Shantanu, le roi bienveillant, errant dans la forêt,
Rencontra la déesse du fleuve, resplendissante et gracieuse.
Ses yeux étaient comme des lotus en pleine floraison,
Son sourire doux, ses manières d’une élégance divine.

Captivé par sa beauté, son cœur plein d’amour,
Il s’approcha d’elle, le roi aux bras puissants,
Et lui demanda doucement, d’une voix basse et calme,
« Ô belle dame, es-tu déesse, nymphe ou mortelle ? »

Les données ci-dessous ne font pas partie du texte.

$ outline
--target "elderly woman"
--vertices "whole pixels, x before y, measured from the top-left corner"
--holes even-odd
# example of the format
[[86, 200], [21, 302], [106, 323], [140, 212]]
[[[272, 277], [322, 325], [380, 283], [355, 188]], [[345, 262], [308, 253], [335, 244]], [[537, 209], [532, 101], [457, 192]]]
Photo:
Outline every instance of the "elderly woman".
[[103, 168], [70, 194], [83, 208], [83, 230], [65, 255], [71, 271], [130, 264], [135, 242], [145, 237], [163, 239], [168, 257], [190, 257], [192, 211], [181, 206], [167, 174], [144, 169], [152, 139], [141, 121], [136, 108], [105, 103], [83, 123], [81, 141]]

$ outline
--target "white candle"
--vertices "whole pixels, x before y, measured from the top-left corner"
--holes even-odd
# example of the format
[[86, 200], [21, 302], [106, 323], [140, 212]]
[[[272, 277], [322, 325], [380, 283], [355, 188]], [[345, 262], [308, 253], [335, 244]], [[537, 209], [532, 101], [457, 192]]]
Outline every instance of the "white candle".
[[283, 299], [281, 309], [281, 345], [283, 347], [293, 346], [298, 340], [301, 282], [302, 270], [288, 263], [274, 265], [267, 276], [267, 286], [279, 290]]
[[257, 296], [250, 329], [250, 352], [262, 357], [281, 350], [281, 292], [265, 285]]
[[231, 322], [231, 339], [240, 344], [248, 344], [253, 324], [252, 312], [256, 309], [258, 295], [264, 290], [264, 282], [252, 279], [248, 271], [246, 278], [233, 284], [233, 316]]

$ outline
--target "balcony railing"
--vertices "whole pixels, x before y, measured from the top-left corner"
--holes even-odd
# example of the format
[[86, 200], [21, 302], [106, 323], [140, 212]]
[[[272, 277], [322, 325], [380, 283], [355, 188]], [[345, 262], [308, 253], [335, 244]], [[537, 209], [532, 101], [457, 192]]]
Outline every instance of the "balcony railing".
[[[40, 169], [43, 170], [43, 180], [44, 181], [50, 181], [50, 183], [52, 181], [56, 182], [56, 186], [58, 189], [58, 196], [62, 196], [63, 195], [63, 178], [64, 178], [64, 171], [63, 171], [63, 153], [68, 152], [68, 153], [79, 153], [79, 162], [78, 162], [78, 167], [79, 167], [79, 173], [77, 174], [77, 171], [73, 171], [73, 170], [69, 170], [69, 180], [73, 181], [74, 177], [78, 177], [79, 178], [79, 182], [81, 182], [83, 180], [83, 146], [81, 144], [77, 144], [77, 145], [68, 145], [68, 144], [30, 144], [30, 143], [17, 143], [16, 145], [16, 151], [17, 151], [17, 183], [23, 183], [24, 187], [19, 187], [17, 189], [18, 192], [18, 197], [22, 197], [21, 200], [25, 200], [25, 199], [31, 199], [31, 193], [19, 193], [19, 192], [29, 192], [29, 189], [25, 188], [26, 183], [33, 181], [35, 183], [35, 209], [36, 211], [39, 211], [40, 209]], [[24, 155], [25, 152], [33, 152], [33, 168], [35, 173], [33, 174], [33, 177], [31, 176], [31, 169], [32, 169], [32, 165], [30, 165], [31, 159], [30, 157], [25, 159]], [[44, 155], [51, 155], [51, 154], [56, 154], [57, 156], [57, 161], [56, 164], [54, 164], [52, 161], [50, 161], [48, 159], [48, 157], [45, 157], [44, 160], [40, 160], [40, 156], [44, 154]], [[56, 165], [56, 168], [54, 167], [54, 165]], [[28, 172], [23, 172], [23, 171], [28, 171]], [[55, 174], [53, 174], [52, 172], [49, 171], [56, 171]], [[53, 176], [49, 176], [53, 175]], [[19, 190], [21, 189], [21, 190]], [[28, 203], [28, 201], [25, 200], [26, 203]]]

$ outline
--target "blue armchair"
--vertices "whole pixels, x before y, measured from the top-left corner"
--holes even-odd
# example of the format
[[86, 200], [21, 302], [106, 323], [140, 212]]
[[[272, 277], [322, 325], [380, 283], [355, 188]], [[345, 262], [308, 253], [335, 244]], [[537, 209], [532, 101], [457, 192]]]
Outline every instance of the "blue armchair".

La rivière Ganga, vêtue de lumière argentée,
Répondit au roi avec douceur et dignité :
« Ô roi, je suis Ganga, la fille des cieux,
Descendue sur terre pour purifier les mortels. »

Le roi Shantanu, subjugué par son éclat,
Lui fit alors une proposition, empli d’amour :
« Ô déesse, si cela te plaît, deviens ma reine,
Que notre union bénisse cette terre pour toujours. »

Ganga sourit et accepta la demande royale,
Mais elle posa une condition, simple mais fatale :
« Ne questionne jamais mes actes, ô noble roi,
Sinon, je partirai, et notre amour se détruira. »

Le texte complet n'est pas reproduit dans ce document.